Abstract
Six NASICON type samples with Na4-xVFexMn1-x(PO4)3 (0 ≤ x ≤ 1) stoichiometry are examined as positive electrodes for sodium-ion batteries. The structural, morphological, and chemical state of elements in raw samples is unveiled by XRD diffraction, electron microscopy, and Raman and XPS spectroscopies. The effect of the dual Fe/Mn substitution is examined by electrochemical tests using both voltammetric and galvanostatic methods.
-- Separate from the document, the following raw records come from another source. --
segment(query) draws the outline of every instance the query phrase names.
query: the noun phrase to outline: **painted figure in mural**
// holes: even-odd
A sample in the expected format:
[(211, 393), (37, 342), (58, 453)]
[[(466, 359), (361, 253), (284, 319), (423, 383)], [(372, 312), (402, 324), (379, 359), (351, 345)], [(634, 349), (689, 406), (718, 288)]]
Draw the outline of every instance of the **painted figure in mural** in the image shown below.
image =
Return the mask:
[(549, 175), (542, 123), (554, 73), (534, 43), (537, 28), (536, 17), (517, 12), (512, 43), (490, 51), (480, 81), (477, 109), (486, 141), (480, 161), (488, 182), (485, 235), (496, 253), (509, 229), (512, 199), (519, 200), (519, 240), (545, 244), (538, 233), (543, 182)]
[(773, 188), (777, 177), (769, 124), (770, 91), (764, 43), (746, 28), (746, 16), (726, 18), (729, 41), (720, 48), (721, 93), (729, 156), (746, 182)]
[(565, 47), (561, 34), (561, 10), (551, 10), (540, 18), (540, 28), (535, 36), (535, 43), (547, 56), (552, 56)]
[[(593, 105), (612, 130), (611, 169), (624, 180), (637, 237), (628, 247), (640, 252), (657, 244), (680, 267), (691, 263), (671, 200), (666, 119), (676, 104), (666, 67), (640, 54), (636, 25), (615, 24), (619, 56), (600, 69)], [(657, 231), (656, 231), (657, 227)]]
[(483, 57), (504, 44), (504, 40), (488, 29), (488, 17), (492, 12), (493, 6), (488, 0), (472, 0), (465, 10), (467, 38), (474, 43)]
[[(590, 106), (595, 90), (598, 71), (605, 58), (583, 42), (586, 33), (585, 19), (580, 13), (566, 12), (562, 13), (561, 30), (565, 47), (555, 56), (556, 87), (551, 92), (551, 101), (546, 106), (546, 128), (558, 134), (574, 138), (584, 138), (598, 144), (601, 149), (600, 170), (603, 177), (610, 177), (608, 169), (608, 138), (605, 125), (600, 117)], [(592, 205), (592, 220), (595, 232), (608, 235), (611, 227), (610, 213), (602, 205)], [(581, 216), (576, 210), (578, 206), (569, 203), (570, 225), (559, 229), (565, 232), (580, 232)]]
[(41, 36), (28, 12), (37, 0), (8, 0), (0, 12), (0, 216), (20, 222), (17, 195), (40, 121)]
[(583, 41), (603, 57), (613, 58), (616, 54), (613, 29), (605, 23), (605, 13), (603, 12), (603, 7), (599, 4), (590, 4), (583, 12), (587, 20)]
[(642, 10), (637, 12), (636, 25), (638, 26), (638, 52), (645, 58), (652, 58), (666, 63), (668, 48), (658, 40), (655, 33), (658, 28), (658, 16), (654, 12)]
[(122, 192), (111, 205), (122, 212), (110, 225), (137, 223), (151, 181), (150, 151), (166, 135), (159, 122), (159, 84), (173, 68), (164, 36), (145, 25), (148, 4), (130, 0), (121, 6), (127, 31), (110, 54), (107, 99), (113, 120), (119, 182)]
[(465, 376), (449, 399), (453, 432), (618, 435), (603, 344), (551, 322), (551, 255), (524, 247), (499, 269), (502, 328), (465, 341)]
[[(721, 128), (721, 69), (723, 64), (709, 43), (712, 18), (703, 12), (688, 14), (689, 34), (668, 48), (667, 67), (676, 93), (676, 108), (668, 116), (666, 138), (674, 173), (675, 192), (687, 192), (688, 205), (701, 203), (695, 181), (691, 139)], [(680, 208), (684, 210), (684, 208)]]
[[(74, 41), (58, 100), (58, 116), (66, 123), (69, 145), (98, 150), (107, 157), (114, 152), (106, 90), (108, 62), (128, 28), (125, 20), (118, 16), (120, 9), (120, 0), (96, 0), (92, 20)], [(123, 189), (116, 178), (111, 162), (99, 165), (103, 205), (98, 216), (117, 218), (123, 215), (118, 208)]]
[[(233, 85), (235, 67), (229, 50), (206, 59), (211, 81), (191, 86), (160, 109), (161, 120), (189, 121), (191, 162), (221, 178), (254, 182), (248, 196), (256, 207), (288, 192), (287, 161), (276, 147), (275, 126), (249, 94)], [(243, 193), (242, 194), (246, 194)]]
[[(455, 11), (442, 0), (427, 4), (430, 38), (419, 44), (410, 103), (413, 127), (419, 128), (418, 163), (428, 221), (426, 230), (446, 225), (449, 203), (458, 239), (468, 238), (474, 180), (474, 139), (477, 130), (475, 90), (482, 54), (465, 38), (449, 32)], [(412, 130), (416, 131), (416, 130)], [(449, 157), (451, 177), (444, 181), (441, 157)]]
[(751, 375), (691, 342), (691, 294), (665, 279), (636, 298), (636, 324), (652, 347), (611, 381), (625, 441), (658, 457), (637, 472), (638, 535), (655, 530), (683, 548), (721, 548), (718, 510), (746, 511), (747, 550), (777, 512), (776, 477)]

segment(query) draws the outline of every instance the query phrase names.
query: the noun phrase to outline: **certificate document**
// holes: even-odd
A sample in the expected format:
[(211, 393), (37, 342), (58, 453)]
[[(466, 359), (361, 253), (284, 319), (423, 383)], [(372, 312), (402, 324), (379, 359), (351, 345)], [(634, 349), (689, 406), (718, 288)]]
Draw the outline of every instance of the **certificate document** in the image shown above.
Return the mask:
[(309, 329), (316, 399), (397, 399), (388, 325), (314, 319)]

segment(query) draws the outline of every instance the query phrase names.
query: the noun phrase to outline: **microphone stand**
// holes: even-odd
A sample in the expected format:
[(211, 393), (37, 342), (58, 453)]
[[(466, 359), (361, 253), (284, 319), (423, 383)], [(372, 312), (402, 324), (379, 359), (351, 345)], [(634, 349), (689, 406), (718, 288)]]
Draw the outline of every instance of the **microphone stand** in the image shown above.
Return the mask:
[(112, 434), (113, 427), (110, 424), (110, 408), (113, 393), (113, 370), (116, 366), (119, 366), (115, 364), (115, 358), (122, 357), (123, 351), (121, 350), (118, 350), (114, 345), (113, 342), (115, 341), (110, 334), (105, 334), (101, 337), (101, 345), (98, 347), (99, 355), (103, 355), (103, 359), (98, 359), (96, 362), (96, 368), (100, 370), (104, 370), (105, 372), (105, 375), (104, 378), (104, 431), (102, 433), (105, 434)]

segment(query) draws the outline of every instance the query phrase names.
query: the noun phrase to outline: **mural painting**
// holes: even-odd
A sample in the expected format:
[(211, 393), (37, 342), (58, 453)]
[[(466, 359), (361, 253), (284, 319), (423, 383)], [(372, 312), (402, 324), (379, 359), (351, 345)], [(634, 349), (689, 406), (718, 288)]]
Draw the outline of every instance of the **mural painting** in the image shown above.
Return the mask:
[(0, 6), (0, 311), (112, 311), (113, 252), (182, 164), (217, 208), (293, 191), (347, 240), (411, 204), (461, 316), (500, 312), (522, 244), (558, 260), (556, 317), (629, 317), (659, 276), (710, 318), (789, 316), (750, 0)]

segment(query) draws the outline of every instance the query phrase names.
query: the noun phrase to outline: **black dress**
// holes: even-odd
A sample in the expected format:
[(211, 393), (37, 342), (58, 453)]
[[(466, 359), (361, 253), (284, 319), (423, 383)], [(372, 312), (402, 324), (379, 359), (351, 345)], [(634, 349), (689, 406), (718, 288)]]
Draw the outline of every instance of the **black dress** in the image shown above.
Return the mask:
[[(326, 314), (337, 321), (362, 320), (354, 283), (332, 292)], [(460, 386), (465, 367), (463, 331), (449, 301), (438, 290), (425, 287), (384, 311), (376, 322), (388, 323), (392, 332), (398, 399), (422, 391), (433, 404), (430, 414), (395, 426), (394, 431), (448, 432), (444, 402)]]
The results reveal the beneficial effect of the iron substitution, justified by an improvement of the kinetic response, and supported by the calculation of the apparent diffusion coefficients and internal cell resistance.
Highlights
Electrochemical sodium-ion storage is attracting more attention as a serious competitor of lithium-ion batteries
We aim to evaluate the effect of the replacement of vanadium by different Fe/Mn ratios in the Na4-xVFexMn1-x(PO4)3 (0 ≤ x ≤ 1) series as cathode materials for sodium-ion batteries
The narrow reflections were suitably indexed in the R-3c space group of the trigonal system
Summary
Electrochemical sodium-ion storage is attracting more attention as a serious competitor of lithium-ion batteries. Numerous objections were raised about the intrinsic larger ion size and lower output voltage of sodium than lithium. Crucial benefits as the high crust and ocean abundance, the homogeneous distribution of resources, and environmental benignity of sodium have been pointed out as essential aspects to be considered in the case of limited lithium resource supply [1,2,3,4,5,6]. The desolvation energy for these alkaline ions has been reported to be is roughly 30% smaller than for lithium in several organic solvents, diminishing the charge transfer resistance and enhancing the electrode kinetics [7,8]. Sodiumion batteries are nowadays envisaged for their applicability as largescale stationary batteries supporting energy storage from renewable resources [9,10]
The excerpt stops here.